Ci sono tantissimi lavori in letteratura che dicono quali sono i farmaci che si possono utilizzare in gravidanza e quelli che non si possono utilizzare. L’ultimo lavoro è del marzo 2016, proprio per testimoniare l’interesse su questo argomento. In linea generale il paracetamolo è il farmaco che più frequentemente si utilizza perché privo di effetti collaterali; ci sono altri studi sull’aspirina basso dosaggio, che però non ha un effetto analgesico. In realtà dobbiamo dire che pochissimi studi, se non nessuno, sono disegnati apposta per sapere se un farmaco dà effetti collaterali in gravidanza, se incide con lo stato gravidico e con la prosecuzione della gravidanza stessa.


Quindi i dati che abbiamo sono molto imprecisi, però ci sono due rischi nella somministrazione dei farmaci: il primo e teratogeno, cioè il rischio di provocare malformazioni al feto, e un altro rischio riguarda la prosecuzione della gravidanza, cioè rischiare di somministrare dei farmaci che possono indurre l’aborto.

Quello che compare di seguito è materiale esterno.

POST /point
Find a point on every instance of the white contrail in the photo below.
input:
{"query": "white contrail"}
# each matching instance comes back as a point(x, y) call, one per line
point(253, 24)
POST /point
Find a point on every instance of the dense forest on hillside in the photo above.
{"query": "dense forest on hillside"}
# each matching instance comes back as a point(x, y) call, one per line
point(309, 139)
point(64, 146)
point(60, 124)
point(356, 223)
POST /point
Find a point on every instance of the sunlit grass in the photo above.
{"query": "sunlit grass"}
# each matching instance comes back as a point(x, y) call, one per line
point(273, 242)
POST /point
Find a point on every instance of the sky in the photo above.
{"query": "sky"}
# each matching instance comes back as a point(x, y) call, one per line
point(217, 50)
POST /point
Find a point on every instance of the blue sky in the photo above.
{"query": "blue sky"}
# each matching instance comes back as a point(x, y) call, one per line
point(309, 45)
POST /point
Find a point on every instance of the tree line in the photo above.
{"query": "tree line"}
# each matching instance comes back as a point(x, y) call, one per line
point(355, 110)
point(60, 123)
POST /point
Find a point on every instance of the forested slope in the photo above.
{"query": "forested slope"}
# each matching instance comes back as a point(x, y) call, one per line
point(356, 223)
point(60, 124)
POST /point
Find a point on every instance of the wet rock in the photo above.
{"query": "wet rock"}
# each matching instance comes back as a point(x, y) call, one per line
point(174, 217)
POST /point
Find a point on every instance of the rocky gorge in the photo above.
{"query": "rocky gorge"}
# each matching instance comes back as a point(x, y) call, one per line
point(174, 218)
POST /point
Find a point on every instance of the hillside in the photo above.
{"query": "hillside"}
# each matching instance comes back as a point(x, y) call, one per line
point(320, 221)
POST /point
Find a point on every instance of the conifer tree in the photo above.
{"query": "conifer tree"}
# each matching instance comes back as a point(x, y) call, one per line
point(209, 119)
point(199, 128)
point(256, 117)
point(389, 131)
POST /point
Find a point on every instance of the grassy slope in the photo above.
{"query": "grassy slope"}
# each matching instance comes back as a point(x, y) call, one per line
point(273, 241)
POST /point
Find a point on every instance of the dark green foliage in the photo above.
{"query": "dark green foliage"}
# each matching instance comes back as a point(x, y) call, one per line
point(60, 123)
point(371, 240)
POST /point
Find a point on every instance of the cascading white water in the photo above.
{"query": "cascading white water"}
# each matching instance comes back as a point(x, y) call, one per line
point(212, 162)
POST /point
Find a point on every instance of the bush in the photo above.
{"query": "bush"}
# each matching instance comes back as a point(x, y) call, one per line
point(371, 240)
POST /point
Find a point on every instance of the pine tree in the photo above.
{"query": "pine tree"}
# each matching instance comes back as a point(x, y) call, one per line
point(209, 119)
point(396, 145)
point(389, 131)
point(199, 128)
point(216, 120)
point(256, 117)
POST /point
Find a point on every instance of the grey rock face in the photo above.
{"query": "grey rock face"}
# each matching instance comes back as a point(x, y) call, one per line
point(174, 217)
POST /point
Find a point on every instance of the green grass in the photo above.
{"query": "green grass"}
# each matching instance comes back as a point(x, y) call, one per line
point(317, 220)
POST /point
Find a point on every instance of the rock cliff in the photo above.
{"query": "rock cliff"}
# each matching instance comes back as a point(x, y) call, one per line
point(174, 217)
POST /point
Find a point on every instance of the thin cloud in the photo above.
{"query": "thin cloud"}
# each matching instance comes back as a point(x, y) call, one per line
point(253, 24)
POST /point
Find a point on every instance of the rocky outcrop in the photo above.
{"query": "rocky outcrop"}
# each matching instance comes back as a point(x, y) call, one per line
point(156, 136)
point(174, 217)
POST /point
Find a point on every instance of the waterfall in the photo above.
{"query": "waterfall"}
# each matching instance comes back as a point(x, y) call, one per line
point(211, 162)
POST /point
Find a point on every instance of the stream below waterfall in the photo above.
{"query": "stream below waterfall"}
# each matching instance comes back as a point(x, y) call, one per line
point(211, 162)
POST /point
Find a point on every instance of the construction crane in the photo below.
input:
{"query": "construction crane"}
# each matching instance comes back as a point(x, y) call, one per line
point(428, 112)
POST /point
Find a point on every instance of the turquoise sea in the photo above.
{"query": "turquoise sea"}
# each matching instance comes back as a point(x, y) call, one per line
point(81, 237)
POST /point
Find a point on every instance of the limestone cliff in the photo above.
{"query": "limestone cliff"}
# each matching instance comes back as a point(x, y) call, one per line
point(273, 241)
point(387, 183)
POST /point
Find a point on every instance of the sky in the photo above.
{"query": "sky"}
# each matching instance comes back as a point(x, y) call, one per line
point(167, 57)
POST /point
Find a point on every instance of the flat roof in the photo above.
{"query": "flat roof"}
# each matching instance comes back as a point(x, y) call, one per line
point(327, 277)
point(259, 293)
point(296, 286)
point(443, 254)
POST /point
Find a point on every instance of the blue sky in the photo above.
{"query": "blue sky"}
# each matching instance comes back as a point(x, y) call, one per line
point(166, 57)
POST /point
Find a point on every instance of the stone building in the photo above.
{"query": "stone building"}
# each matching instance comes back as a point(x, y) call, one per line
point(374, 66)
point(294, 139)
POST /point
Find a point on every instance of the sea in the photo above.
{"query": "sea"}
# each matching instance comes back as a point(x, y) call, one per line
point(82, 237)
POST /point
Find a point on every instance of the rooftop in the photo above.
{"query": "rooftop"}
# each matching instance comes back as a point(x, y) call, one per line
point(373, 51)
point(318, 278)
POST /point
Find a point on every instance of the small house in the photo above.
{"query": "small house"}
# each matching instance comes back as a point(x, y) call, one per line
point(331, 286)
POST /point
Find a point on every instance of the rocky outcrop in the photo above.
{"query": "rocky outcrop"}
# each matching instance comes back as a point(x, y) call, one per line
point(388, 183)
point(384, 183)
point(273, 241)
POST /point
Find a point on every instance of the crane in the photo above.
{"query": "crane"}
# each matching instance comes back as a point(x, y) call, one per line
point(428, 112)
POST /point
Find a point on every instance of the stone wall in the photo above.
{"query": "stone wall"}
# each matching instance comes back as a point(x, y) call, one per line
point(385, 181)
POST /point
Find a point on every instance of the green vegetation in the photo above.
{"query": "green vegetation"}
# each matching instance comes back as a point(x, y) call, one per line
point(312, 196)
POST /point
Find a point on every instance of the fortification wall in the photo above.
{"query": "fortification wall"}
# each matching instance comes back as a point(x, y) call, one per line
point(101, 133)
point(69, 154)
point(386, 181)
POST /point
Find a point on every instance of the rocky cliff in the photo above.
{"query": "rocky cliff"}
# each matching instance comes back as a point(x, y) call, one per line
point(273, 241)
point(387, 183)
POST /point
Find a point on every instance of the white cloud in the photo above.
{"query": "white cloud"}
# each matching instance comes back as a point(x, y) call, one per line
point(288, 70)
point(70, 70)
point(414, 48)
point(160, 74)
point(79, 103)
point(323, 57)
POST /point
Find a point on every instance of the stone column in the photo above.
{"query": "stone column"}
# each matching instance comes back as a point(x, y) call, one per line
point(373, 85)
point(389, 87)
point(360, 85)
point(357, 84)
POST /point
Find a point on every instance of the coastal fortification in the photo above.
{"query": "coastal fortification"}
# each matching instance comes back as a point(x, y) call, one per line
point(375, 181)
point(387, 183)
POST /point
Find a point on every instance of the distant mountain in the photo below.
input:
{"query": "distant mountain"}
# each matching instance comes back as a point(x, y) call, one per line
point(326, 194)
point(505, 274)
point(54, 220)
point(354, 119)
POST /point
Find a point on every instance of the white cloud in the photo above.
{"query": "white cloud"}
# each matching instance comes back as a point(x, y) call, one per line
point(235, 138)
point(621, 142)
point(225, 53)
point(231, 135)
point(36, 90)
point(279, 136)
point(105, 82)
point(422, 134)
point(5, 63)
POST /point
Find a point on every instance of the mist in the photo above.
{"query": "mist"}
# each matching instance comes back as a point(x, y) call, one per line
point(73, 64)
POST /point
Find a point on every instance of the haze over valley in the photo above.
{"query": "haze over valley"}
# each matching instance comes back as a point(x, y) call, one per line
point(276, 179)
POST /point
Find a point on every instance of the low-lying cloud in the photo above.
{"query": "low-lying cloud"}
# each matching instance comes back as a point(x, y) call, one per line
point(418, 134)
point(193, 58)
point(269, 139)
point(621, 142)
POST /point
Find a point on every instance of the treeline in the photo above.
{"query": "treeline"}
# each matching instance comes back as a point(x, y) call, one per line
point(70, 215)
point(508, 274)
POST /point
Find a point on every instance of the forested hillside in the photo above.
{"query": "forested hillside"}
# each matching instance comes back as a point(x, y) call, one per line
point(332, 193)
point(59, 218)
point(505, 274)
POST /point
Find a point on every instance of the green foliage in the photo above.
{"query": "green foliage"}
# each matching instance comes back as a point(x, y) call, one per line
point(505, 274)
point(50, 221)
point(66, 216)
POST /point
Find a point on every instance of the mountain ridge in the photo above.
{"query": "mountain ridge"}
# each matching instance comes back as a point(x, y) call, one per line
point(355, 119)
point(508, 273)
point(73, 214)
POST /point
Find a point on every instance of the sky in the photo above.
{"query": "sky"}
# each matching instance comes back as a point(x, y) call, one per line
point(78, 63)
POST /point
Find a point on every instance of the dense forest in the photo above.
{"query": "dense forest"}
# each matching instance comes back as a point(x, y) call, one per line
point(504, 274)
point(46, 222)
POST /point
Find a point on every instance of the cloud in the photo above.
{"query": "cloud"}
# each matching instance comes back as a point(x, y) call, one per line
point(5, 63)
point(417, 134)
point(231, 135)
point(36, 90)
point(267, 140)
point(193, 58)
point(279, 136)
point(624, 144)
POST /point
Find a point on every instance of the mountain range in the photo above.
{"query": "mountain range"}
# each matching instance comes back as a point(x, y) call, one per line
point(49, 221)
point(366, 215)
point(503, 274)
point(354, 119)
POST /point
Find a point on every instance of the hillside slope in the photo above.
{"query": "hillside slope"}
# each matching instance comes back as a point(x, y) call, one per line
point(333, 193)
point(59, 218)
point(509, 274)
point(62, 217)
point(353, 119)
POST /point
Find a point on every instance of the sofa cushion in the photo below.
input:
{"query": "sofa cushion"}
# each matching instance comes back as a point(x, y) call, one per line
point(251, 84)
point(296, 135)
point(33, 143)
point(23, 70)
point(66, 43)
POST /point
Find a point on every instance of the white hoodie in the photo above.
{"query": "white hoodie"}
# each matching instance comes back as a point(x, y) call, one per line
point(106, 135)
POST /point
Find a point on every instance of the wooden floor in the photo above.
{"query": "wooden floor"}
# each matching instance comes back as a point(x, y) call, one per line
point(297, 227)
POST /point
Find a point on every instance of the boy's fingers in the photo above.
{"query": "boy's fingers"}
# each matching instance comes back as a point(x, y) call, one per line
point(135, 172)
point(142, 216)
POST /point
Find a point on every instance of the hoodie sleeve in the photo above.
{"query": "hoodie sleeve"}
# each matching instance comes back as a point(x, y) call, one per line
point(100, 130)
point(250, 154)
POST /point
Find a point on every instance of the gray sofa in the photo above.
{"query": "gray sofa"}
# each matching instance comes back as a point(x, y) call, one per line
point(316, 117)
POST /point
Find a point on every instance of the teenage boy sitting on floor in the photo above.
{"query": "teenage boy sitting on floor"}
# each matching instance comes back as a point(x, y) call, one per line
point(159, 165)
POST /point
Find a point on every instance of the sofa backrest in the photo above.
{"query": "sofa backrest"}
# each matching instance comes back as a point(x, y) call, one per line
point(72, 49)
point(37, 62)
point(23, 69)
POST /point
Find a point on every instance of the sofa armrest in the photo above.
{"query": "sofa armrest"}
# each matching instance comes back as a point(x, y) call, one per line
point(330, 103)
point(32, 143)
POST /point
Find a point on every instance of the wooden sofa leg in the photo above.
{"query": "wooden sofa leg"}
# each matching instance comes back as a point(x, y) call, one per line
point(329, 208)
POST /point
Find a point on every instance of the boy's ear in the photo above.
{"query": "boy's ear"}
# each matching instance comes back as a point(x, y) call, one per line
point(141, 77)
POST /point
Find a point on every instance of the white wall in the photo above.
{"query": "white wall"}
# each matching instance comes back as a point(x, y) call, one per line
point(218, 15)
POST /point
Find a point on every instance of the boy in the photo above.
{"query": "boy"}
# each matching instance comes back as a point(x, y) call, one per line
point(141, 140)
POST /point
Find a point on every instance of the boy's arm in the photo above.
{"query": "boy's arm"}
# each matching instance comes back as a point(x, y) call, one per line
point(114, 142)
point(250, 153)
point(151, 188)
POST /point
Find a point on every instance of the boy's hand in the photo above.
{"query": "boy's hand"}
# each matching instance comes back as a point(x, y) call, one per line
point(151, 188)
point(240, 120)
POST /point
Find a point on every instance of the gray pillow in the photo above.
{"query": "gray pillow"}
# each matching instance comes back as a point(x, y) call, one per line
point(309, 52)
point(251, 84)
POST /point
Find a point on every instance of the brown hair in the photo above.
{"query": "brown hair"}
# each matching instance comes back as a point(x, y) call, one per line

Ecco perché è estremamente importante sapere cosa si può dare e cosa non si può dare nel dubbio è comunque meglio non dare niente. Ci sono tantissimi ospedali, come nel nostro caso ad esempio, che hanno un numero rosso visibile sul sito, al quale risponde un ginecologo esperto di farmaci e gravidanza, che ci dirà se un farmaco, un analgesico piuttosto che un altro, può essere somministrato o meno.